Below are 20 of my favorite quotes from the book:
- Teamwork rises out of relationships—out of serving one another. It makes all the difference.
- How will you be remembered? Will you be remembered as an others-focused leader, or as a teammate who made relationships and serving a priority?
- Without a strong sense of identity, it is almost impossible to be a good leader.
- Importance comes from worldly success. Value, however, comes from love. This is vital to remember in a world with systems that revolve entirely around performance. My value comes from just one thing, and it’s not how well I measure up by this world’s standards. It’s my identity as a child of God.
- You are more than your performance.
- Maybe you can’t control the circumstances, but you can control your response to them. Choose a godly attitude and it will ripple out to those around you. That’s leadership.
- It’s your job as a leader to instill value in those you are leading.
- Each of us has been given a sphere of influence, but it’s your choice whether you view your platform as something that lifts you up or as something you can use to lift up others.
- It’s important for a leader to become increasingly outward-focused over time in order to leave lasting, positive imprints on others.
- The true meaning of platform—of success—is using whatever skills, gifts, influence, and material possessions you have to lift up others, not yourself.
- Leadership is more about being aware of people’s daily needs—being outward-focused—and doing the little things each day that let others know they are valued.
- Consistent leaders—those who focus on the hearts and minds of those they are leading each day—create cultures that are consistently inspired.
- Bold leaders aren’t interested in just blending in; they’re focused on making a difference and letting their voices be heard.
- Failure is a gift. It can strengthen our direction. It can bring clarity in our processes. It can give us perspective. It can ignite growth and transformation. Failure doesn’t have to be feared.
- You have the opportunity to share life with others and empathize with them—to understand their personalities, pressures, and struggles in life so you can offer them grace, compassion, and understanding.
- When you show those you lead that you care about their entire lives, both at work and outside of work, you show them value.

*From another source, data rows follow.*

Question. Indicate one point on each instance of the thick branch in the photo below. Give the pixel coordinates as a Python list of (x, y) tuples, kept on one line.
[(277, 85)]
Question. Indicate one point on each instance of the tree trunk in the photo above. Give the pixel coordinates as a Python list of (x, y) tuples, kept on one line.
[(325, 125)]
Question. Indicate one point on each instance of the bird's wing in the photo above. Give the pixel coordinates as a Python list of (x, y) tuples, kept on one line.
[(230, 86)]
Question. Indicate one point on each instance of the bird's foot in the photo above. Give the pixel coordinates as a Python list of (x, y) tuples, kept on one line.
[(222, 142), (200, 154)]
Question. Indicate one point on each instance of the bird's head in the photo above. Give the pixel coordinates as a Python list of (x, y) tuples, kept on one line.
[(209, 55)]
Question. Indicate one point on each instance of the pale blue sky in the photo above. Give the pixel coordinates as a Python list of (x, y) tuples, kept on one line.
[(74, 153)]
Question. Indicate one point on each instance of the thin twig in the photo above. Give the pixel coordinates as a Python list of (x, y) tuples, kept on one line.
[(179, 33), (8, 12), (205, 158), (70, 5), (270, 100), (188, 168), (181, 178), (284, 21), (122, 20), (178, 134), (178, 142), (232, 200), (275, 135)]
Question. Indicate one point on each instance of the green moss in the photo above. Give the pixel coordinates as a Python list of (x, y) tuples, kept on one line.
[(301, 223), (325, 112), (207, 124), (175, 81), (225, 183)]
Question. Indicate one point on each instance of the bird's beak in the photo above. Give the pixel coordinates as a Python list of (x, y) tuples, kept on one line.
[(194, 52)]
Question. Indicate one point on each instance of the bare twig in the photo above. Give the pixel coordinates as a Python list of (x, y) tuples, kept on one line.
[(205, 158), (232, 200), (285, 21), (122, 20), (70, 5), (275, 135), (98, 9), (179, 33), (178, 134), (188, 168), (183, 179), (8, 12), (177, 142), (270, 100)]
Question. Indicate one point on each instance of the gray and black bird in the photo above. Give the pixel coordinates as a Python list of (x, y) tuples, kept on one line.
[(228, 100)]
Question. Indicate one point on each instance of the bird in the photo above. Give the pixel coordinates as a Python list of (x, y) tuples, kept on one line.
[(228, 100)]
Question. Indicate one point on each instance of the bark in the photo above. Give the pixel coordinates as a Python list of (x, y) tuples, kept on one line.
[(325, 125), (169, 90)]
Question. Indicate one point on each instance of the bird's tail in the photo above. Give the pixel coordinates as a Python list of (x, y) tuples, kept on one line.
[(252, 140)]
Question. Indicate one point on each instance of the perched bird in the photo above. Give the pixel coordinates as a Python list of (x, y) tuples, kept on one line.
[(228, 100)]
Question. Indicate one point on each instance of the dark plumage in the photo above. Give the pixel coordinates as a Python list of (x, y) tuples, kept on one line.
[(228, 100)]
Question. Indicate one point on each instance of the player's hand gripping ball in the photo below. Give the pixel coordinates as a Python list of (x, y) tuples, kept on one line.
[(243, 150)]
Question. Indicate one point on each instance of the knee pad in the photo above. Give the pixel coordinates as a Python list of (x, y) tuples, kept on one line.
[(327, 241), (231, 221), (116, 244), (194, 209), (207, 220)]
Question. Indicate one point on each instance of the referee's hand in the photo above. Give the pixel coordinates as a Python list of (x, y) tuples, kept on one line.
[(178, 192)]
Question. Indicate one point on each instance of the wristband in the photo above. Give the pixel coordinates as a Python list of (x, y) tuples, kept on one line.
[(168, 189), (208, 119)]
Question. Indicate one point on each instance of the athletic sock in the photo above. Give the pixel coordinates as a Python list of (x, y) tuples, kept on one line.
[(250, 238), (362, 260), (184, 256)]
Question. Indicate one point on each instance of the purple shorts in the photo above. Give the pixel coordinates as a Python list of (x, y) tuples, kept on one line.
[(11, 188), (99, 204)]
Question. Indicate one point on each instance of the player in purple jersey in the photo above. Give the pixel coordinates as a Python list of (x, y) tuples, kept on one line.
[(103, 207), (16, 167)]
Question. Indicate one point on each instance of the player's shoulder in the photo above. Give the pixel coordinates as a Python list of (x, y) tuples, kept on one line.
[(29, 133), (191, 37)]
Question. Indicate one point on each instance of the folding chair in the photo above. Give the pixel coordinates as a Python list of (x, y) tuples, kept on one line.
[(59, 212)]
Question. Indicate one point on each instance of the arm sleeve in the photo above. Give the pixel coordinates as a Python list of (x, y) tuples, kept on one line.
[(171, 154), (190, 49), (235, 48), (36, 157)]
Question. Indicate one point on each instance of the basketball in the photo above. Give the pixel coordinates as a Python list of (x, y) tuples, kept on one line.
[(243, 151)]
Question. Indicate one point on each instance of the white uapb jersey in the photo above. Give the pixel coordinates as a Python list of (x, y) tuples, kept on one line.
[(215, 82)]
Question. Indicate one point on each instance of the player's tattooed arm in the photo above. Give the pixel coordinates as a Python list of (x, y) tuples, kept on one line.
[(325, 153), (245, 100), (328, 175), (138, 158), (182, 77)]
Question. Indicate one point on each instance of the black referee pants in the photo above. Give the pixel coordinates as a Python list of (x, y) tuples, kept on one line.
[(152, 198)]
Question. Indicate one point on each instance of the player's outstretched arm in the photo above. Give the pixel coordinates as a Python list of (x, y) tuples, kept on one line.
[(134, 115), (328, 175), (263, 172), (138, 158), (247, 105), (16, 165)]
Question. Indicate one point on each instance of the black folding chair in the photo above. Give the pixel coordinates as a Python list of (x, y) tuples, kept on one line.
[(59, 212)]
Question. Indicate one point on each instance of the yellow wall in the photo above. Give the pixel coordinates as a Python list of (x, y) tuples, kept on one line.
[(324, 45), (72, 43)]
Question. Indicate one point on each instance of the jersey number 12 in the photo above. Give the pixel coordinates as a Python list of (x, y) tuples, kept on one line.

- I don’t know anyone who doesn’t benefit from words of affirmation. The best teams have people who affirm one another and also seek wise counsel and feedback on how they can improve.
- A little bit of empathy changes everything. It always has and always will. Especially in a culture that is becoming increasingly self-serving, empathy stands out.
- Your legacy of leadership may well be defined by how empathetic you are.
- Leadership absolutely requires challenging those you lead, pushing them, and helping them to develop, but if you don’t make people feel valued and inspired, then you probably are not a good leader.